Cerrahpaşa Medical Journal
ORIGINAL ARTICLE

KARDİYOPULMONER ''BY-PASS'IN'' TRAKEAL TÜP BALON BASINCINA ETKİSİ

1.

İ.Ü. Cerrahpaşa Tıp Fakültesi, Anesteziyoloji Anabilim Dalı, İstanbul

Cerrahpasa Med J 2002; 33: 28-32
Read: 1362 Downloads: 671 Published: 25 July 2014

Background.- The effects of hypotension and hypothermia on tracheal tube cuff pressure during cardiac surgery were assessed in this study.

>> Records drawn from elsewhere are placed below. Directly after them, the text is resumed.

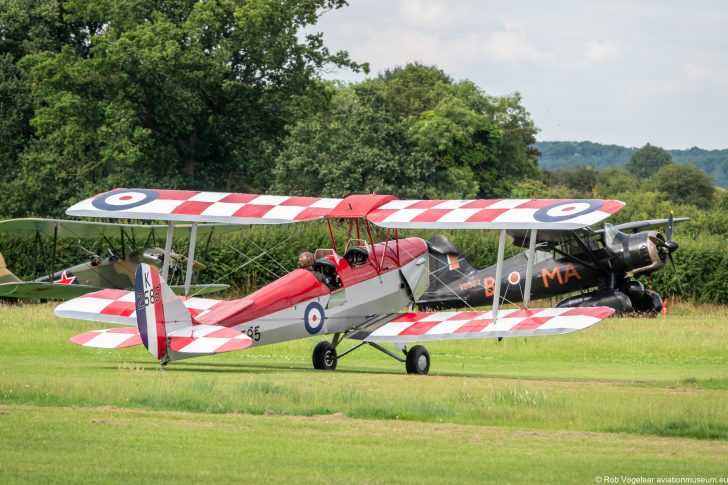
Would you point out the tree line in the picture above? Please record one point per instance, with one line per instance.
(569, 154)
(228, 95)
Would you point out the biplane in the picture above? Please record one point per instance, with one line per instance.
(365, 291)
(600, 265)
(133, 244)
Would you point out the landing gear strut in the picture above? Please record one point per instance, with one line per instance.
(416, 359)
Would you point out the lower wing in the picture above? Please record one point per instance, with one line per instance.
(420, 326)
(118, 307)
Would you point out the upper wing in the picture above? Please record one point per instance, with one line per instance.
(117, 306)
(493, 213)
(648, 224)
(89, 230)
(182, 205)
(418, 326)
(197, 339)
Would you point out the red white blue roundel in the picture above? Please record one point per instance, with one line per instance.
(123, 199)
(313, 318)
(566, 210)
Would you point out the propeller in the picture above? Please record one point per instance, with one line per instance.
(666, 246)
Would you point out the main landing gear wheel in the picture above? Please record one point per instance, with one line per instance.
(324, 356)
(418, 360)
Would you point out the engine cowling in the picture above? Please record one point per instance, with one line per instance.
(637, 253)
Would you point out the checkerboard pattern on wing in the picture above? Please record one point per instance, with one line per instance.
(113, 338)
(186, 205)
(208, 339)
(412, 327)
(494, 213)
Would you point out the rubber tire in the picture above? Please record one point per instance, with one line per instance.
(650, 305)
(324, 356)
(416, 357)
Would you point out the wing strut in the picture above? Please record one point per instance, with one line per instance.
(498, 273)
(529, 268)
(168, 251)
(190, 257)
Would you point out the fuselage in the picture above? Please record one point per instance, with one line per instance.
(303, 303)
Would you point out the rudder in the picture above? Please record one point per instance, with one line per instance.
(6, 276)
(159, 312)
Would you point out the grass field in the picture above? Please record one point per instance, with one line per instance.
(625, 398)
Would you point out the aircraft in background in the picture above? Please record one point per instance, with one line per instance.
(356, 295)
(113, 271)
(602, 265)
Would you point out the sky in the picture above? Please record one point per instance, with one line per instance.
(617, 72)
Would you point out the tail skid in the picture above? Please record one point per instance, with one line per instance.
(6, 276)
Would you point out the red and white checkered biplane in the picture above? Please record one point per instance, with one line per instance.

Design.- Twelve patients were included and a standardized general anesthesia was applied to the patients entubated with the proper size Portex Profile endotracheal tubes. Cuffs were inflated with air to a pressure of 20 cmH2O. Pilot balloons of the tubes were connected to a device which measures the intracuff pressure as H2O. Nonpulsatile perfusion was used during cardiopulmoner by-pass (CPB) and mean arterial pressure (MAP) was kept within 40-70mmHg. Body temperature was cooled to 280C (rectal). MAP, esophageal temperature and cuff pressure were recorded every 5 minutes during the operation. Data were collected at eight intervals: 1: after surgical incision, 2: after sternotomy, 3: just before the CPB, 4:5 minutes after aortic cross clamping, 5: the moment that the cuff pressure was at the lowest value during aortic cross-clamping, 6: after aortic declamping, 7: at the end of the CPB, 8: at the end of the operation.

Results.- Cuff pressure was decreased when the body temperature was decreased. A strong positive correlation was obtained between esophageal temperature and cuff pressure (r= 0.79) and poor correlation was found between MAP and cuff pressure (r=0.49).

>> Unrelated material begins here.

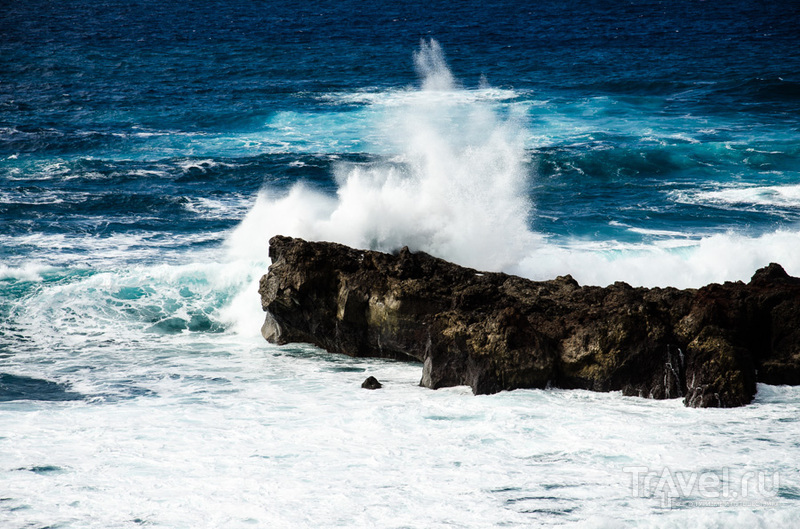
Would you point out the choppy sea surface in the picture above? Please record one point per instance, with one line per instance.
(148, 150)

Conclusion.- In this study during the hypothermic phase of CPB a significant decrease was occurred in cuff pressure. With the decrease in cuff pressure, the pressure exerted by the cuff on the tracheal wall is decreased. Therefore we conclude that during CPB, mucosal ischemia which can be occurred due to reduction in tracheal mucosal perfusion pressure can be prevented.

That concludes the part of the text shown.